Immune to Cancer: The CRI Blog




Cancer Immunotherapy in 2020 and Beyond

Last year capped an incredible decade for cancer immunotherapy. Patients with more than a dozen types of cancer can now receive FDA-approved immunotherapies, and 2016-2017 saw the largest single-year drop in the U.S. cancer death rate ever recorded.

Despite this progress, more work remains to be done because many cancer patients still don’t respond to immunotherapy. To highlight some of the recent breakthroughs in cancer immunotherapy as well as what’s next for this promising field, we invited Padmanee Sharma, MD, PhD, an immunotherapy expert at the University of Texas MD Anderson Cancer Center in Houston, TX, for the Cancer Research Institute (CRI) Cancer Immunotherapy and You educational webinar series for patients and caregivers to discuss, “Cancer Immunotherapy: 2020 Research Update and a Look Ahead.”

Currently, Dr. Sharma serves as a professor in the departments of Genitourinary Medical Oncology and Immunology, the scientific director of the Immunotherapy Platform, and the co-director of the Parker Institute for Cancer Immunotherapy (PICI) center at MD Anderson. Dr. Sharma received the 2018 William B. Coley Award for Distinguished Research in Tumor Immunology, CRI’s highest scientific honor, and is a member of both the CRI Scientific Advisory Council and the CRI Clinical Accelerator Clinical and Scientific Advisory Committee as well as a principal investigator on the CRI PORTER prostate cancer trial.

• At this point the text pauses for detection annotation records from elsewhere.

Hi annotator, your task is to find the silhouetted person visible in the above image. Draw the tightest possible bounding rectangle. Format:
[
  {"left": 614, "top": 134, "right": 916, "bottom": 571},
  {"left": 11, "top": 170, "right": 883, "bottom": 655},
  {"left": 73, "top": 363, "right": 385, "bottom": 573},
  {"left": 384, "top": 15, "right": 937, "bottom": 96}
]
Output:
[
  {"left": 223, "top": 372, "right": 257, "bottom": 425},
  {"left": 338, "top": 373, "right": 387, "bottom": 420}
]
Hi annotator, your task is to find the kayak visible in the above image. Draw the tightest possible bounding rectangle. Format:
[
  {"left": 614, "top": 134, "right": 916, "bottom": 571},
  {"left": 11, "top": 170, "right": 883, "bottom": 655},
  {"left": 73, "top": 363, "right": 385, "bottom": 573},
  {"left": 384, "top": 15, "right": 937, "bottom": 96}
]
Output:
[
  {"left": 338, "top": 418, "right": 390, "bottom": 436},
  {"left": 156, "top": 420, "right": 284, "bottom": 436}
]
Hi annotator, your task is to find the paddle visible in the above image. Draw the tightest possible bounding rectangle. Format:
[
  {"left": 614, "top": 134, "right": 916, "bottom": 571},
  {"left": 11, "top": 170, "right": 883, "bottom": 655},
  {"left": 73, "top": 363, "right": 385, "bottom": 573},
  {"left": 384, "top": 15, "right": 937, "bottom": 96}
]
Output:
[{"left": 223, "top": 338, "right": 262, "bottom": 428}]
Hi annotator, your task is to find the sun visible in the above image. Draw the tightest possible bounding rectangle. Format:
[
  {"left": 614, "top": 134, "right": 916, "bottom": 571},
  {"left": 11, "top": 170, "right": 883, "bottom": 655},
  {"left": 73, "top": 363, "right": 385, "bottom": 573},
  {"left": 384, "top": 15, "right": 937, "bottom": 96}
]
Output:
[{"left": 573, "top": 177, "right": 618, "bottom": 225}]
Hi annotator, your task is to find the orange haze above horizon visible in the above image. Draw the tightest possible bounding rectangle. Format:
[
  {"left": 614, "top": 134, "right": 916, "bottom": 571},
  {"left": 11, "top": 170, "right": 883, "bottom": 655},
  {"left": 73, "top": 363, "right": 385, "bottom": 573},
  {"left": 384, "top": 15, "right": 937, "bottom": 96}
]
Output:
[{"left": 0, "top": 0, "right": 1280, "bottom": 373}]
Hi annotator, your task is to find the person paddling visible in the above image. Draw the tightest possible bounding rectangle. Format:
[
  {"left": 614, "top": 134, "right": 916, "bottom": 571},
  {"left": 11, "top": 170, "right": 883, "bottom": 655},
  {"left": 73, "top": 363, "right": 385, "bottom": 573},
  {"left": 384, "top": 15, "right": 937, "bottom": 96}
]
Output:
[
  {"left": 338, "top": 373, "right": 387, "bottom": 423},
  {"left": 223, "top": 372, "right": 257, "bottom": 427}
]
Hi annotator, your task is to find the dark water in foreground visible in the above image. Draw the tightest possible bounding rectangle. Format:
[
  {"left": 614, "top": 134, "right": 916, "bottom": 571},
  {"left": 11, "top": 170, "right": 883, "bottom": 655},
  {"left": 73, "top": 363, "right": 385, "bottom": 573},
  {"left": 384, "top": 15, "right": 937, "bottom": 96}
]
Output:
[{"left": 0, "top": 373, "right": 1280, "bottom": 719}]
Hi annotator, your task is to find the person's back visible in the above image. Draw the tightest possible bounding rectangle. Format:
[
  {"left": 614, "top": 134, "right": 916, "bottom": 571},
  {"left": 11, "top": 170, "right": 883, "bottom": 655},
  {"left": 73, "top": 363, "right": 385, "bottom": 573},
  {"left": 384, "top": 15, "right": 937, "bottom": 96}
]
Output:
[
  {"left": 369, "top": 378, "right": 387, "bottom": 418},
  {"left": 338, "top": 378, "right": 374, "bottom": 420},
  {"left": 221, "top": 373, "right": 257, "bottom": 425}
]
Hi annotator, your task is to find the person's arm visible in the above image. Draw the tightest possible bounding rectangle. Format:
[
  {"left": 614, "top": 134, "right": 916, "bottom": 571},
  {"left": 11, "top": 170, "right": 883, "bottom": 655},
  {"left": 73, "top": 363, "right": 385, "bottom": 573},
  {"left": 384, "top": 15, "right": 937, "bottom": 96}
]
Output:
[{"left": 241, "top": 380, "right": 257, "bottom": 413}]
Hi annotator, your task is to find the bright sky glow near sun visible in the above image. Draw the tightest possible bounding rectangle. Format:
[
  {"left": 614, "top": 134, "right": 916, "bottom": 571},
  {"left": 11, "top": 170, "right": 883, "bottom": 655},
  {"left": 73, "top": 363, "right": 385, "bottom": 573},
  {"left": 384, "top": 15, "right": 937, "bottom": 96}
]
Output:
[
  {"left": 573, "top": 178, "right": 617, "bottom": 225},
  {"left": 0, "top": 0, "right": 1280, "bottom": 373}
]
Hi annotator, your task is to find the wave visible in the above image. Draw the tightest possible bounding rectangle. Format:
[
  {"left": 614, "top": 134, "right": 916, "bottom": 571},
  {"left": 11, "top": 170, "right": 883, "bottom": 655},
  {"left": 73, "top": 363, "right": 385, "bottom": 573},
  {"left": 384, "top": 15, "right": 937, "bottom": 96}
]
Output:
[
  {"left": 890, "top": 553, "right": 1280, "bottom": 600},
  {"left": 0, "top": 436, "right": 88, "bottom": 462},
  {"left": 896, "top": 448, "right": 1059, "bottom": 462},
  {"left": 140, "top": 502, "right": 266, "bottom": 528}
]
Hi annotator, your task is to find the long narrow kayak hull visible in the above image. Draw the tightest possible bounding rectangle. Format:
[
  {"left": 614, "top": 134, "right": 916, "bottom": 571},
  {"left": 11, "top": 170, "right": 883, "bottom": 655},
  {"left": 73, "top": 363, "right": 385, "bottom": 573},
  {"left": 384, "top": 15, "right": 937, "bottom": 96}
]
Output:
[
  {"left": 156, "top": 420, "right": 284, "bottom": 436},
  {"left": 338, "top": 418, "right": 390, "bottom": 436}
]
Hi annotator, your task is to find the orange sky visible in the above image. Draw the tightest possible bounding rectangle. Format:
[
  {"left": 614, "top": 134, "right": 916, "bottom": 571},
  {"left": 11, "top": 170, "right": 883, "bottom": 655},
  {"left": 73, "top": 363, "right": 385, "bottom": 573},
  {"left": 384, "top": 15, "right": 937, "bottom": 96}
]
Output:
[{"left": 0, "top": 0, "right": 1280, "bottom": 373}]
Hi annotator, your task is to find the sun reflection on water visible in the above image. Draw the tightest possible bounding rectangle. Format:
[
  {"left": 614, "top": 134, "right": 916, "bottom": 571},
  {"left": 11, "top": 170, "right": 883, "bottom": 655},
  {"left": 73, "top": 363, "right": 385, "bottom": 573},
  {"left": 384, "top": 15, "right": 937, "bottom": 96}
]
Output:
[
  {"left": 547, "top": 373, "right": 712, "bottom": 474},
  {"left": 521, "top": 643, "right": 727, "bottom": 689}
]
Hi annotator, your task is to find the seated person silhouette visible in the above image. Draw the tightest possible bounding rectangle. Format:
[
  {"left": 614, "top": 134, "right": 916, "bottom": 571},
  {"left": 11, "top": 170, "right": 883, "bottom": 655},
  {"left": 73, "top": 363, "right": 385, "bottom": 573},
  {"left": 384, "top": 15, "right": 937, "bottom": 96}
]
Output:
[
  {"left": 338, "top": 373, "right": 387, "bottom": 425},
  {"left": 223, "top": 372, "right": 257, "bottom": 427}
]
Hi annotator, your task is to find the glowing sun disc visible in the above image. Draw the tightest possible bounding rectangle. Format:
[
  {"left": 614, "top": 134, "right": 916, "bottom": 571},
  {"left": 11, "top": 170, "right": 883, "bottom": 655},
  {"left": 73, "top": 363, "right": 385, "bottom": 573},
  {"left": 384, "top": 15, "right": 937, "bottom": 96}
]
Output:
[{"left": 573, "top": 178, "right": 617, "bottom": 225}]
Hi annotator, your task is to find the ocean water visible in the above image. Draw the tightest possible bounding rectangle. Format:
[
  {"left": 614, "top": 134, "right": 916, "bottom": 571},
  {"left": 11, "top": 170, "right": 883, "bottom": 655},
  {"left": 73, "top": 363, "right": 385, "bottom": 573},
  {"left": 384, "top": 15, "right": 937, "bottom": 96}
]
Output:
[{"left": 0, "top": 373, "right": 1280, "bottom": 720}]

Here are some of the topics Dr. Sharma discussed during the webinar.

2019 RECAP

To kick off the webinar, Dr. Sharma highlighted two of the biggest breakthroughs from 2019—important advances in breast cancer and pancreatic cancer—as examples of what we might be able to expect in the coming year. Last year saw the first approval of an immunotherapy for breast cancer, when the combination of PD-L1 checkpoint immunotherapy and chemotherapy was approved as a first-line treatment for patients with metastatic triple-negative breast cancer (mTNBC). With respect to pancreatic cancer, a notoriously difficult type to treat, the PRINCE trial co-funded by CRI and PICI revealed impressive preliminary results in patients with metastatic pancreatic cancer who were treated with the combination of PD-1 checkpoint immunotherapy, chemotherapy, and a novel immunotherapy targeting the CD40 pathway.


Prostate cancer and brain cancer, especially an aggressive form known as glioblastoma, are two other types of tumors that have proven resistant to checkpoint immunotherapy, at least when it’s used alone. However, as Dr. Sharma noted, encouraging signs of progress have been seen. In prostate cancer, the CRI- and PICI-funded PORTER trial is exploring a number of novel immunotherapy combinations to tackle this disease. The adaptive design of this trial, which allows for other promising combinations to be added in the future, may also serve as a model for future clinical trials seeking to address other cancer types. In glioblastoma, Dr. Sharma pointed to recent evidence that appears to suggest that immune cells called myeloid cells may play an important role in patient responses. In the coming year, she expects that we will start to see treatments targeting these myeloid cells in combination with existing checkpoint immunotherapies that target the PD-1 and CTLA-4 pathways involved in T cell inhibition.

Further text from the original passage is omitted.